Now available for streaming on Peacock, this film stars a cocaine-addled bear that murders people.Yet one sight in particular, the Cocaine Bear ambulance scene, sticks out among the sea of powdered stimulants and bloody guts. No offence intended to the rest of the film, but if you just wanted to skip that scene, which occurs roughly halfway through the film, you'd be good to go.
Simple is the basis of Cocaine Bear.A black bear consumes a lot of cocaine, gains superhuman abilities from the drug, and mauls numerous victims. The movie takes place in a Georgia national forest in 1985 and is loosely based on a genuine story. Margo Martindale was cast by director Elizabeth Banks as Liz, a tough-as-nails park warden, in a brilliant choice.
Liz escapes the coked-up bear's attack the first time, but she is less fortunate the second time. The bear gets Liz good after mistakenly killing a few innocent men hey, it happens, tensions are high.
However, she is still alive.Two paramedics show up, claiming to be responding to a report regarding a potential concussion.
When Beth (Kahyun Kim) and Tom (Scott Seiss, a popular TikTok user) arrive to the park ranger station, they are completely unprepared for the horrifying scene that awaits them.
The works: blood, intestines, and dead bodies.But hold on! One of us is still alive! Margo Martindale, a character actor, is here. Despite being seriously hurt, she is still breathing.
Beth does her hardest to get Ranger Liz inside the ambulance because she performs her job a little bit better than Tom. Sadly, that is the time the cocaine bear decides to return for more. The next action scene in the movie is by far its best.
Tom is held down beneath a door by the 400-pound bear while Beth is bringing Liz to the ambulance. It growls in Tom's face while its bloodied lips is drooling with guts.
Tom hits the bear with his medical duffel bag, but the bear is unaffected, so there is no evident harm done to the animal. It's an absolute bea. But fortunately, this bear is also an addict, and the last duffel bag it found was overflowing with blow.
Tom succeeds in escaping since the bear was preoccupied by the possible cocaine. The far-too-good-for-this-bullshit Beth has kept the ambulance idling, waiting for Tom, despite Ranger Liz's wise advise to leave Tom behind.

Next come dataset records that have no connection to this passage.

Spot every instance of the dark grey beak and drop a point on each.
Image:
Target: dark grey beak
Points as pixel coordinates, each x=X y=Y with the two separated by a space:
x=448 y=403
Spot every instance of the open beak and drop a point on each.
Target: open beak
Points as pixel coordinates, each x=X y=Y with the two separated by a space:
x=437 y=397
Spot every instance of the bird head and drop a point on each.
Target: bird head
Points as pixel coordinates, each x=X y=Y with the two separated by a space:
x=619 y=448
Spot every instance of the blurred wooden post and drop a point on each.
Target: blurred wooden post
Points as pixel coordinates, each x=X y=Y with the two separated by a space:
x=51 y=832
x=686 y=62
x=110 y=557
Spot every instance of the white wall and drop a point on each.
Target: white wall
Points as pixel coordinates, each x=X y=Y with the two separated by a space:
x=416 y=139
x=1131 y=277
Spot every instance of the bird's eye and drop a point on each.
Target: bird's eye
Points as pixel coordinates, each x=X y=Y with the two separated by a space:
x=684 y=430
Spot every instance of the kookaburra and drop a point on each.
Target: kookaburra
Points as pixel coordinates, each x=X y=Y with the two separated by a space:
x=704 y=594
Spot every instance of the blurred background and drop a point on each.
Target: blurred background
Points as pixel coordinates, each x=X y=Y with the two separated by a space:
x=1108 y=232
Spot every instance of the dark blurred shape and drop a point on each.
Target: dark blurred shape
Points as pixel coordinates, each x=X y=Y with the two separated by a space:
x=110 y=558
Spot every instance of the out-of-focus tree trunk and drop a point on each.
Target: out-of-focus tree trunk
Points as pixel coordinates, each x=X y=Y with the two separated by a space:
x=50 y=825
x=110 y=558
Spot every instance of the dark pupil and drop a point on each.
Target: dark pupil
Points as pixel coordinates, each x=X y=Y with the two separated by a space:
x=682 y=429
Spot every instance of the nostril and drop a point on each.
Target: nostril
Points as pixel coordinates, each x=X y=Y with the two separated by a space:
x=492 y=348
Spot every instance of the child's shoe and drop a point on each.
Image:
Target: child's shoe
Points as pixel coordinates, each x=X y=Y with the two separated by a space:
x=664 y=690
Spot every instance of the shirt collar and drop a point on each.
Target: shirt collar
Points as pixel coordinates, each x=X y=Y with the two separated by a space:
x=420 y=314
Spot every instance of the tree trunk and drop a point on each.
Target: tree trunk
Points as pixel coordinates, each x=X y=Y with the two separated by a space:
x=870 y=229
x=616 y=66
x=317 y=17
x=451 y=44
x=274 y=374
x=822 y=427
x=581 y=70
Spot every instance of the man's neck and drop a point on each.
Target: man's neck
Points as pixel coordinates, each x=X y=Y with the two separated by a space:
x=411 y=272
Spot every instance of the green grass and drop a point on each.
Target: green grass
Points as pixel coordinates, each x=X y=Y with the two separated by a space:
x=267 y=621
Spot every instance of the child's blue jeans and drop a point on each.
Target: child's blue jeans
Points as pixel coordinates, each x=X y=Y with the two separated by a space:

Tom rushes out and yells at Beth to start the car.She complies. The chase starts as the first chords of Depeche Mode's 1981 hit song "Just Can't Get Enough" start to play, adding to the enjoyment of the moment.
This is the goofy, entertaining terror that the Cocaine Bear promo promised. Seiss, who rose to fame on TikTok for his amusing, irate outbursts, is equally funny in his clumsy terror on the big screen.
Margo Martindale screams at him to "shut the fucking door, you dumb ass," to which he responds, "Stop yelling at me!" Martindale made up that statement, fun fact! She is perhaps the best character actor.)
Sadly, Tom moves too slowly. The bear leaps into the ambulance's back in one impossibly large leap. And after that, everyone is utterly destroyed.
There are no survivors, it's nasty, and it's gory. Margo Martindale, a 71-year-old character actor, dies a very repulsive death: she is thrown out of the ambulance and scratches her face on the side of the road like cheese in a cheese grater.
Director Elizabeth Banks said during a Vulture interview that she had a specific source of inspiration for Martindale's on-screen demise. You remember when you were seven years old and fell off your bike and scraped your knee on the pavement? said Banks. "Everyone can identify with that emotion.